My Zabbix Agent is used in passive mode so I just changed "Zabbix Agent (active)" to "Zabbix Agent" in discovery templates settings.
Here's the output of few debug commands :
su -c 'zabbix_agentd -t rabe.raid.md.raid-device.discovery' -s /bin/bash zabbix
rabe.raid.md.raid-device.discovery [t|{"data":[{"{#MD_RAID_RAID_DEV_NAME}":"md0"}]}]
mdadm -D /dev/md0
/dev/md0:
Version : 1.2
Creation Time : Fri Mar 27 19:42:13 2020
Raid Level : raid5
Array Size : 3906762752 (3725.78 GiB 4000.53 GB)
Used Dev Size : 1953381376 (1862.89 GiB 2000.26 GB)
Raid Devices : 3
Total Devices : 3
Persistence : Superblock is persistent
Intent Bitmap : Internal
Update Time : Sun Mar 29 13:25:00 2020
State : clean, degraded
Active Devices : 2
Working Devices : 2
Failed Devices : 1
Spare Devices : 0
Layout : left-symmetric
Chunk Size : 512K
Consistency Policy : unknown
Name : scarif:0 (local to host scarif)
UUID : a54c09d4:af8606cc:97bc4ab1:5d7c5f77
Events : 23977
Number Major Minor RaidDevice State
0 8 1 0 active sync /dev/sda1
- 0 0 1 removed
3 8 33 2 active sync /dev/satac1
1 8 17 - faulty /dev/satab1
My host's items discovered screenshot
https://i.ibb.co/FVcQpMM/Capture-d-cran-de-2020-03-29-17-04-49.png
My host's triggers for MD RAID active
https://i.ibb.co/g9qs4rj/Capture-d-cran-de-2020-03-29-17-08-21.png
Am I doing anything wrong ?
Thank you :)
Is the array showing up as degraded in /sys/block/md0/md/degraded
?
@paraenggu PTAL
@Hyrla sorry for the late reply, I overlooked this one.

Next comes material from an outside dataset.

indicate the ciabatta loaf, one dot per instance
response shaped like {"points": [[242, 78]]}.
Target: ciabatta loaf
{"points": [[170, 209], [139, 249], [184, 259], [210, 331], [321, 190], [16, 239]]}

A degraded drive should at least fire two triggers:
RAID array device MD {#MD_RAID_RAID_DEV_NAME} has {ITEM.VALUE1} degraded device(s) on {HOST.NAME}
RAID component device MD {#MD_RAID_RAID_DEV_NAME} RD {#MD_RAID_COMPONENT_DEV_NAME} is in {ITEM.VALUE1} state on {HOST.NAME}
In your case above:
RAID array device MD md0 has 1 degraded device(s) on {HOST.NAME}
RAID component device MD md0 RD satab1 is in faulty state on {HOST.NAME}
Cloud you please post the relevant latest values of the affected host?